这个 Makefile 可以帮我们自动化一些工作，基本上，就是把编译出来的 .dylib 或者 .so 拷贝到 xunmi 目录下，被 python 使用。

撰写代码

接下来就是如何撰写 FFI shim 代码了。PyO3 为我们提供了一系列宏，可以很方便地把 Rust 的数据结构、函数、数据结构的方法，以及错误类型，映射成 Python 的类、函数、类的方法，以及异常。我们来一个个看。

将 Rust struct 注册为 Python class

之前在[第 6 讲]，我们简单介绍了函数是如何被引入到 pymodule 中的：

use pyo3::{exceptions, prelude::*};

#[pyfunction]
pub fn example_sql() -> PyResult<String> {
    Ok(queryer::example_sql())
}

#[pyfunction]
pub fn query(sql: &str, output: Option<&str>) -> PyResult<String> {
    let rt = tokio::runtime::Runtime::new().unwrap();
    let data = rt.block_on(async { queryer::query(sql).await.unwrap() });
    match output {
        Some("csv") | None => Ok(data.to_csv().unwrap()),
        Some(v) => Err(exceptions::PyTypeError::new_err(format!(
            "Output type {} not supported",
            v
        ))),
    }
}

#[pymodule]
fn queryer_py(_py: Python, m: &PyModule) -> PyResult<()> {
    m.add_function(wrap_pyfunction!(query, m)?)?;
    m.add_function(wrap_pyfunction!(example_sql, m)?)?;
    Ok(())
}

使用了 #[pymodule] 宏，来提供 python module 入口函数，它负责注册这个 module 下的类和函数。通过 m.add_function 可以注册函数，之后，在 Python 里就可以这么调用：

import queryer_py
queryer_py.query("select * from file:///test.csv")

但当时我们想暴露出来的接口功能很简单，让用户传入一个 SQL 字符串和输出类型的字符串，返回一个按照 SQL 查询处理过的、符合输出类型的字符串。所以为 Python 模块提供了两个接口 example_sql 和 query。

不过，我们今天要做的事情远比第 6 讲中对 PyO3 的使用复杂。
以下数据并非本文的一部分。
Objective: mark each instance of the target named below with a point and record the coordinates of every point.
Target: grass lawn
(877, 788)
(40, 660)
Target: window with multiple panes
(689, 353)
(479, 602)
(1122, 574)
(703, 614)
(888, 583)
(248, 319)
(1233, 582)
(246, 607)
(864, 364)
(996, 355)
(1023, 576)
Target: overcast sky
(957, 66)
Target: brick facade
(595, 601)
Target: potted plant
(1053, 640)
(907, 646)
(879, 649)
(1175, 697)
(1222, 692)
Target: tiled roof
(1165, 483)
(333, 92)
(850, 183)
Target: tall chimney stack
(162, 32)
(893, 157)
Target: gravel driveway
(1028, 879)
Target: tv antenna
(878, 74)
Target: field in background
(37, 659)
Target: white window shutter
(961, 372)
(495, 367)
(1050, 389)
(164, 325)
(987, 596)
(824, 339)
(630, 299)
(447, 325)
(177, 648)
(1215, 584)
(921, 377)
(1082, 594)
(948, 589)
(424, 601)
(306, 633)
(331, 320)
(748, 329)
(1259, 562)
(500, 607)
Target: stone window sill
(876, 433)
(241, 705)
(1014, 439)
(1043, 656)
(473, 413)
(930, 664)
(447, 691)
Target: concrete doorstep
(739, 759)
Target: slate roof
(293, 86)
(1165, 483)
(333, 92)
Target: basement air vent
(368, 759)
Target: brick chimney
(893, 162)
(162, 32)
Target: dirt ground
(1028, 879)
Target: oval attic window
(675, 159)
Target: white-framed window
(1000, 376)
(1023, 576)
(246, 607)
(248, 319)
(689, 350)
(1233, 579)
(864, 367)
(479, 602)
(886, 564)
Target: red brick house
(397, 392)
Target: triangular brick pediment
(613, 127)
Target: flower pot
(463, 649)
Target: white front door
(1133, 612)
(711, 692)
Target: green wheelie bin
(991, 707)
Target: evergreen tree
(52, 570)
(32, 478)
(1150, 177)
比如说要在两门语言中传递数据结构，让 Python 类可以使用 Rust 方法等，所以需要注册一些类以及对应的类方法。

看上文使用截图中的一些代码（复制到这里了）：

from xunmi import *

indexer = Indexer("./fixtures/config.yml")
updater = indexer.get_updater()
f = open("./fixtures/wiki_00.xml")
data = f.read()
f.close()
input_config = InputConfig("xml", [("$value", "content")], [("id", ("string", "number"))])
updater.update(data, input_config)
updater.commit()

result = indexer.search("历史", ["title", "content"], 5, 0)

你会发现，我们需要注册 Indexer、IndexUpdater 和 InputConfig 这三个类，它们都有自己的成员函数，其中，Indexer 和 InputConfig 还要有类的构造函数。

但是因为 xunmi 是 xunmi-py 外部引入的一个 crate，我们无法直接动 xunmi 的数据结构，把这几个类注册进去。怎么办？我们需要封装一下：

use pyo3::{exceptions, prelude::*};
use xunmi::{self as x};

#[pyclass]
pub struct Indexer(x::Indexer);

#[pyclass]
pub struct InputConfig(x::InputConfig);

#[pyclass]
pub struct IndexUpdater(x::IndexUpdater);

这里有个小技巧，可以把 xunmi 的命名空间临时改成 x，这样，xunmi 自己的结构用 x:: 来引用，就不会有命名的冲突了。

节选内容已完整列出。